Mariana Castro receives UNESCO Silk Roads Youth Research Grant


Mariana Castro, a fourth-year PhD candidate at ISAW, is one of 12 recipients of the UNESCO Silk Roads Youth Research Grant. Her multidisciplinary project is entitled "Turquoise Extraction and Exchange in Pre-Modern Central Asia" and was selected from a competitive pool of nearly 800 research proposals in the field of the Humanities. According to the program description, this grant aims to emphasize the "shared heritage and plural identities of the Silk Roads, as well as its internal diversity, and potential in contemporary societies for creativity, intercultural dialogue, social cohesion, regional and international cooperation, and ultimately sustainable peace and development". Mariana will focus on the chaîne opératoire of turquoise stones to help reveal the profound links of connectivity and mobility that have tied people and objects together in central Eurasia since prehistoric times.

Both for its color and materiality, turquoise has consistently been an important stone in the economy, identity, and imaginary of Central Asian communities. Its wide distribution, particularly in the form of turquoise objects (including imitations in the form of ceramic tiles, glass, and pigments), speaks of intense and continuous contacts. Still, the question of how, when, and why these exchanges occurred remains fundamentally obscure.

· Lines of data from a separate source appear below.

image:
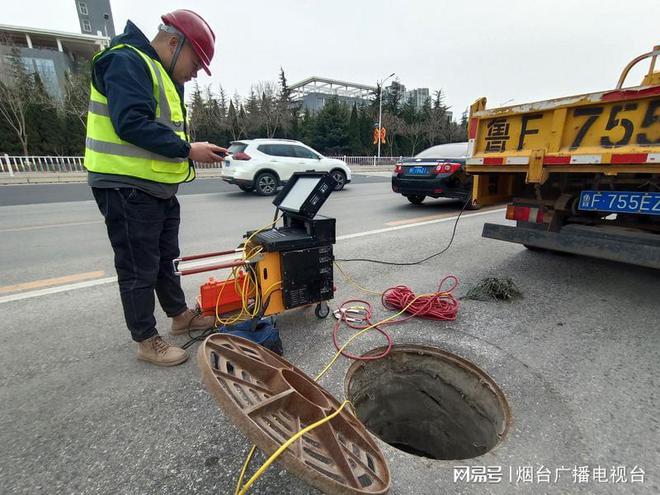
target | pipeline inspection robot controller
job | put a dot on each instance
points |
(283, 267)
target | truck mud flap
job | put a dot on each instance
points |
(610, 243)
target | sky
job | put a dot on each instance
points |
(510, 51)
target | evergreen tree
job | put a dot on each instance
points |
(15, 97)
(43, 121)
(331, 136)
(232, 121)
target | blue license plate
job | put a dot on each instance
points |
(646, 203)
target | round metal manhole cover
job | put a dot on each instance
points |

Mariana will apply the grant to a preliminary survey of turquoise mining complexes in the inner Kyzyl Kum Desert of Uzbekistan, where this stone has been extracted since prehistoric times. The project has a particular interest in contributing to our understanding of pre-modern mining communities and clarifying ancient regional and supra-regional exchange networks. For this purpose, the survey will also focus on the collection and analysis of geological samples, which will be used to determine the chemical and mineralogical footprint of the Kyzyl Kum mines and form the foundation for a more detailed provenance study. An approach focusing on materials and their life history can add unprecedented insights into the long-lasting interconnected systems of trust, gift-giving, and regional craftsmanship. This approach also pushes us beyond issues of methodological nationalism, area studies paradigms, and nativist discourses, and fits in the current academic frameworks of past globalization(s), including the transregional circulation and flexibility of past societies, sedentary and nomadic alike.